Embedded transformer inference engine in pure C for Human Activity Recognition (HAR) on resource-constrained microcontrollers.
STORM implements a quantized Transformer (TinyTransformer) as a header-only C library, designed for edge inference on RISC-V platforms (X-HEEP). It classifies IMU sensor data (accelerometer + gyroscope) into 8 activity categories using INT8 quantized weights and activations.
Input [6ch × 64 samples]
→ ConvStem (1D pointwise conv + SiLU)
→ PosMix (depthwise residual conv)
→ Transformer Block ×2 (MHSA + MLP with GELU)

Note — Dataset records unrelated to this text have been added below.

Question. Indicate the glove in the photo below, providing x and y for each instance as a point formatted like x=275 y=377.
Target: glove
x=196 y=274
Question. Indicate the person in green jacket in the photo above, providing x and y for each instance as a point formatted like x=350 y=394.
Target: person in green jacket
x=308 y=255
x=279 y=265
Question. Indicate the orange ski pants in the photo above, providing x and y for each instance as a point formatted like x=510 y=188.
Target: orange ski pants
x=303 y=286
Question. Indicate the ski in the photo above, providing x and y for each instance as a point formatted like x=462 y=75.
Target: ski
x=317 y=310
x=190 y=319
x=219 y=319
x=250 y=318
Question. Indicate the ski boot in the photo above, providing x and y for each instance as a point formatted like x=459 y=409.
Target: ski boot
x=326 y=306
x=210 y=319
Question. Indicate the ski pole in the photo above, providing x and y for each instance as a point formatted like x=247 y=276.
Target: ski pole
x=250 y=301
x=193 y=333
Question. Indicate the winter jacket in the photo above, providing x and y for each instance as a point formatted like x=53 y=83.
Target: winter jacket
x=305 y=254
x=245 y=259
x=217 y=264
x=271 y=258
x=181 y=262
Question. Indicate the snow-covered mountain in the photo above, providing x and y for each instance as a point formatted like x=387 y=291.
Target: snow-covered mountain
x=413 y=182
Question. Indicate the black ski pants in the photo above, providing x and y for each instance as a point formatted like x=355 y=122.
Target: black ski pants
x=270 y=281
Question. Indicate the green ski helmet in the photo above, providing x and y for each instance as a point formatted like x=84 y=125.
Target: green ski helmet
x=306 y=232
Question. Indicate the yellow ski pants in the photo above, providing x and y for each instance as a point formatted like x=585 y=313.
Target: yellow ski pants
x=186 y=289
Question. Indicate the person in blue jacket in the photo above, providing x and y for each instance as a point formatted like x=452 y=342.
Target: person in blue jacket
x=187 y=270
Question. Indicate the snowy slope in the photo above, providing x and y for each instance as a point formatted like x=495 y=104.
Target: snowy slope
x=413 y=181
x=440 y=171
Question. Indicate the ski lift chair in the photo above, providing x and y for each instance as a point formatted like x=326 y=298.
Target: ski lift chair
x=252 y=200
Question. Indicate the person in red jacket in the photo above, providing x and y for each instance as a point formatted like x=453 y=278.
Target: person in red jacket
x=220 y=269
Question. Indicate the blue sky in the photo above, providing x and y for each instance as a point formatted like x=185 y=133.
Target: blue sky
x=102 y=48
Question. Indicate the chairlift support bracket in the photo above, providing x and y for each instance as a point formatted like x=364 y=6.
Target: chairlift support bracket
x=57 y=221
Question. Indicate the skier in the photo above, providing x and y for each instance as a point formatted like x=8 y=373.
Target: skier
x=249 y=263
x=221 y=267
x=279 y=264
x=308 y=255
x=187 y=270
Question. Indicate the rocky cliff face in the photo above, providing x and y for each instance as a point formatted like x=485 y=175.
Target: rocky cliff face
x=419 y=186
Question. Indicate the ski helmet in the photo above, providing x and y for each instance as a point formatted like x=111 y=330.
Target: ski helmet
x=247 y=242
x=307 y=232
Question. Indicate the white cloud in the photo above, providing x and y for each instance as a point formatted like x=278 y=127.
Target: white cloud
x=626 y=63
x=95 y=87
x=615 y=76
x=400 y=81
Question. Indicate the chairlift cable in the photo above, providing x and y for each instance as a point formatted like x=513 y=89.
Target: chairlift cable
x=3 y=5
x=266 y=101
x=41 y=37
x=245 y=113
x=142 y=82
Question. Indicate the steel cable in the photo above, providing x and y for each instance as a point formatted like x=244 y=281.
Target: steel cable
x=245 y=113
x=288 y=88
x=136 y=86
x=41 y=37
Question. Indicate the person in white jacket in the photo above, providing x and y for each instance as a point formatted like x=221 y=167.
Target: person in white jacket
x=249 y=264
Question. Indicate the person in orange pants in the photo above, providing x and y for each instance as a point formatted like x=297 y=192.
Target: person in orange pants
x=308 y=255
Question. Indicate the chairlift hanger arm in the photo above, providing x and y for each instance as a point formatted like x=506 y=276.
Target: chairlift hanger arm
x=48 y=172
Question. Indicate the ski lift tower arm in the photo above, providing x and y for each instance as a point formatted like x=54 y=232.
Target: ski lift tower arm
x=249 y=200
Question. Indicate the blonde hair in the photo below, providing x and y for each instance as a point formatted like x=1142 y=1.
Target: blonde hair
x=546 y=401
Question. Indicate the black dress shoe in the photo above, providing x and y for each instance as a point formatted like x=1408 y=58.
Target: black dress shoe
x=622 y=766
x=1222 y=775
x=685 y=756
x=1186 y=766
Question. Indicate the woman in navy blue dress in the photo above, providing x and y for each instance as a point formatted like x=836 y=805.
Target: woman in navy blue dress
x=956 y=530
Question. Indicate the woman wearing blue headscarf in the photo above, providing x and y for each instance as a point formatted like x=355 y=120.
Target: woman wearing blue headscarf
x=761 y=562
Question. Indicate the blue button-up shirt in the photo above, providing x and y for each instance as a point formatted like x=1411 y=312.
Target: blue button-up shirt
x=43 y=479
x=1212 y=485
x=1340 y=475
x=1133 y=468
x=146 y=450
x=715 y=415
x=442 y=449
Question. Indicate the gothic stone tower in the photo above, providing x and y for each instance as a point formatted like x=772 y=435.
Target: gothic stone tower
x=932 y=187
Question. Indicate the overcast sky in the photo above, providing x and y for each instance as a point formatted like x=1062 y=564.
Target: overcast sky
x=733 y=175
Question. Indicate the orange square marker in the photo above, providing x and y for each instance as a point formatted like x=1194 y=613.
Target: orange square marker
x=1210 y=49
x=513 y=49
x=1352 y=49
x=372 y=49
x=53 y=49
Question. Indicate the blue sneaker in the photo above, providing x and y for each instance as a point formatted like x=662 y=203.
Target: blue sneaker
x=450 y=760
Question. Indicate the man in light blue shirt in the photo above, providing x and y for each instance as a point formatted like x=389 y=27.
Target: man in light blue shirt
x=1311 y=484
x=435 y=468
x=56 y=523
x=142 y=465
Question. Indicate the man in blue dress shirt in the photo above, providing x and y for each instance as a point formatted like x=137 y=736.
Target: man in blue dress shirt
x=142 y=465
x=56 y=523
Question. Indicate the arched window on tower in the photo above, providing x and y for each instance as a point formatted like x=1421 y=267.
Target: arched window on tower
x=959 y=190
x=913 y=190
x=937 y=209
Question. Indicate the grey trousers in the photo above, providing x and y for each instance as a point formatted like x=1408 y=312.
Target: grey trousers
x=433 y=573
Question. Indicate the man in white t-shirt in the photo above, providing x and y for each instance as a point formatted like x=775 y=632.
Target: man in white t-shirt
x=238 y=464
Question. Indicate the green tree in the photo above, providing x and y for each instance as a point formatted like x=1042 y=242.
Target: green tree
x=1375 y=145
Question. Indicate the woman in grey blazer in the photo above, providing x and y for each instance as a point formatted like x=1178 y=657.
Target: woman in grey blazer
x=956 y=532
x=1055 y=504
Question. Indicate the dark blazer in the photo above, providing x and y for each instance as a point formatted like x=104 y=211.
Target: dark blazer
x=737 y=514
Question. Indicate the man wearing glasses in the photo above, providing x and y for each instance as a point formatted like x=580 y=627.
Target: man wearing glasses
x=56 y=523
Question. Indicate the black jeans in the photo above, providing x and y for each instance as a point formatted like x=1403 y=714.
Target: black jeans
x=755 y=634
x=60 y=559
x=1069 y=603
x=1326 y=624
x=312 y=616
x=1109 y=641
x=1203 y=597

→ LayerNorm → AttnPool → Classifier
→ Logits [8 classes]
storm-c/
├── main.c # Test harness & inference entry point
├── storm.h # Main wrapper (workspace, params, caches)
├── kernels/ # Low-level compute kernels
│ ├── ker_conv1d.h # 1D convolution (pointwise & depthwise)
│ ├── ker_linear.h # Matrix-vector operations (tiled, streaming)
│ ├── ker_layernorm.h # Floating-point LayerNorm
│ ├── ker_layernorm_int.h # Integer-only LayerNorm with LUT
│ ├── ker_softmax.h # Q15 softmax with LUT
│ ├── ker_gelu.h # GELU activation (LUT-based)
│ ├── ker_silu.h # SiLU activation (LUT-based)
│ ├── ker_dotproduct.h # Dot product utilities
│ └── ker_xpulp.h # RISC-V XPULP extension helpers
├── modules/ # Transformer block modules
│ ├── mod1_convstem.h # Input stem
│ ├── mod2_posmix.h # Positional mixing
│ ├── mod3_mhsa.h # Multi-head self-attention
│ ├── mod4_mlp.h # Feed-forward network
│ ├── mod5_attnpool.h # Attention pooling
│ └── mod6_classifier.h # Classification head
├── luts/ # Lookup tables (exp, gelu, sigmoid, reciprocal)
└── utils/
├── build_config.h # Compile-time feature toggles
├── model.h # Auto-generated model weights & quantization params
├── model_flash.h # Flash-optimized model data
├── flash_reader.h # External SPI FLASH interface
├── profiler.h # Cycle-accurate performance profiling
└── test_vector.h # Test input vectors
- No malloc, no VLAs — all buffers are statically allocated
- INT8 symmetric quantization with INT32 accumulators and per-channel weight scales
- Two execution modes: weights in RAM (
USE_FLASH=0) or streamed from external SPI FLASH (USE_FLASH=1) - LUT-based activations (GELU, SiLU, softmax) for integer-only compute
- Built-in profiling with per-module cycle counters
- Optional XPULP extensions for accelerated RISC-V integer operations
Edit utils/build_config.h to toggle features:
| Flag | Description |
|---|---|
USE_FLASH |
0 = weights in RAM, 1 = read from SPI FLASH |
FLASH_USE_QUAD |
Enable quad-SPI reads for faster FLASH access |
USE_INT_LAYERNORM |
Use integer-only LayerNorm (no floating point) |
ENABLE_PROFILER |
Enable cycle counting instrumentation |
PRELOAD_CONSTANTS_EACH_INFERENCE |
Cache constants to avoid repeated FLASH reads |
The project is designed to be compiled as part of the X-HEEP SDK build system.
- X-HEEP SDK — platform headers (
x-heep.h,csr.h,w25q128jw.h) - RISC-V toolchain with optional XPULP extension support
- Standard C library (
stdio.h,stdlib.h,string.h,math.h)
6-channel IMU data (3-axis accelerometer + 3-axis gyroscope), 64 time steps. Raw sensor values are normalized per-channel and quantized to INT8 before inference.
See repository for license information.